I own an EX2 Ultra as well as a Gen2 mycloud.
Architecturally, the two are VERY similar, (software wise.) The outstanding differences are as follows:
Gen2 stores the system OS on the disk drive | EX2 Ultra stores it in an MTD flash partition so you can yank the disks out.
Gen2 does not support hardaware port multiplier on the SATA port, but the EX2 Ultra does. (not advertized, but some disk drive products include a port multiplier to do their thing, such as with hardware raid-0 M.2 to sata adapters.
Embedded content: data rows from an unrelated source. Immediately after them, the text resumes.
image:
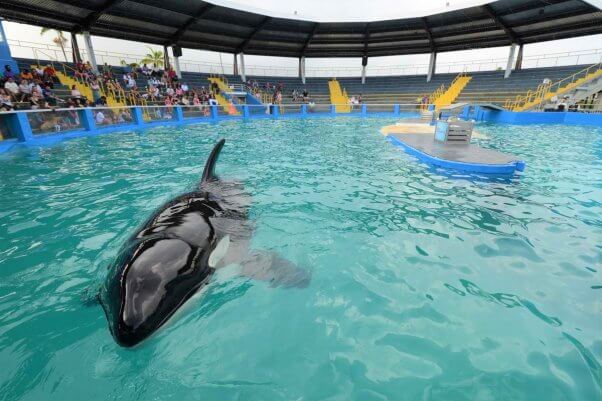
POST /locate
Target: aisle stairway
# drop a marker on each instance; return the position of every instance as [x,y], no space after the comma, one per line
[547,91]
[450,95]
[338,97]
[221,98]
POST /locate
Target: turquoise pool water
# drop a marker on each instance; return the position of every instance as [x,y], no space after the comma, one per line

These adapters should work inside the EX2 ultra, but wont inside the Gen2.)
Gen2 is based on a Marvell Armada 375 SoC, EX2 Ultra is based on a Marvell Armada 380 (–81, --82, -85 or -88) series SoC.
Gen2 runs at ~1.6ghz tops, EX2 ultra runs at ~2.6ghz tops (Both are dual core.)
Gen2 has 512mb of ram, EX2 has 1gb.
Some of the features that WD enabled on the EX2 series and not on the Gen2 hardware:
iSCSI target hosting
Active Directory enrollment
IPv6 configuration
Advanced network parameters (like MTU size and pals)
RAID manager that is actually useful
Installable application support
Pretty much ALL of them can be enabled on a Gen2, but it will void your warranty. (See also, the “Install apps!” thread, aka, the WDCrack thread. It turns on all the bells and whistles on a gen2 but iscsi needs additional prodding-- see my thread on the topic.)
As for your question about attaching a MyBook directly to a router with a USB port-- Yes, it will “Work”-- however, that consumer router is pretty weak kneed compared to a real NAS. Even the Gen1 mycloud outclasses it handily.
(For reference, the router you specified can be found on wikidevi, here:)
https://wikidevi.com/wiki/Netgear_R6220
CPU1: MediaTek MT7621ST ( 880 MHz )
FLA1: 128 MiB ( Macronix MX30LF1G08AA-TI)
RAM1: 128 MiB ( Nanya NT5CB64M16FP-DH)
The Gen1 mycloud has twice the ram, and a faster processor. the Gen2 mycloud has 4 times as much ram, and an EX2 ultra has 8 times as much ram.
Why is this important? Samba uses a fair chunk of memory to do its thing, and a router also needs free memory to handle incoming and outgoing packet buffering. If you tried to seriously do any kind of duty other than extreme light duty on that router using the USB port, your network performance would tank, and tank hard because the router would be bogged down hard with IO contention and memory constraints.